Sebastian Reinhardt hat es wieder getan!
Auch die BBC ist berührt von der deutschen SolidAHRität!
Fotos: privat
06.11.2021 / AHRTAL/REGION -
Sebastian Reinhardt aus Großenlüder ist unseren Lesern inzwischen bestens bekannt - und wie schon zu vermuten war, ist er auch jetzt wieder im Ahrtal gewesen. Lesen Sie seinen aktuellen Bericht aus der Region, die in den großen Medien so gut wie nicht mehr vorkommt und genau deshalb unsere Aufmerksamkeit verdient:
Es erreichten mich Mails und Anrufe mit super Tipps, Kontakten und Unterstützung, mit denen ich auch vielen weiteren Helfern im Ahrtal weiterhelfen konnte. Auch ein Reporter des BBC in London, Tim Whewell, rief mich an. Er hatte meine Artikel gelesen und machte mich ausfindig. Ich konnte ihm einige Kontakte vermitteln und er kam persönlich ins Ahrtal, um zu recherchieren und sich ein Bild zu machen. Mit der Hilfe von Wilhelm Hartmann und einem deutschen Korrespondenten der ARD entstand eine Reportage über die Flut im Ahrtal. In Großbritannien findet man die unglaubliche Hilfsbereitschaft der privaten Fluthelfer und die großherzige SolidAHRität absolut bemerkenswert und Tim wollte diesen New German Spirit selbst erfahren und sehen, wie die Helfer und die Bewohner im Krisengebiet Hand-in-Hand für ein gemeinsames Ziel arbeiten und schon Unglaubliches geleistet haben.

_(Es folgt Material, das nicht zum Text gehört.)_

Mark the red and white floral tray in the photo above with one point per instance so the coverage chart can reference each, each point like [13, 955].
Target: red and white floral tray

Zusammen mit "den Helfern aus dem Kiebitzgrund" plante ich eine dritte Tour ins Ahrtal. Bereits vor Wochen hatten wir beschlossen, dem Ehepaar Keidel in Mayschoß weiterhin helfend zur Seite zu stehen. Wir schafften es wieder, zwei LKW-Ladungen mit Materialspenden zu sammeln. Ein wirklich gelungener Zusammenschluss, für den ich allen sehr dankbar bin!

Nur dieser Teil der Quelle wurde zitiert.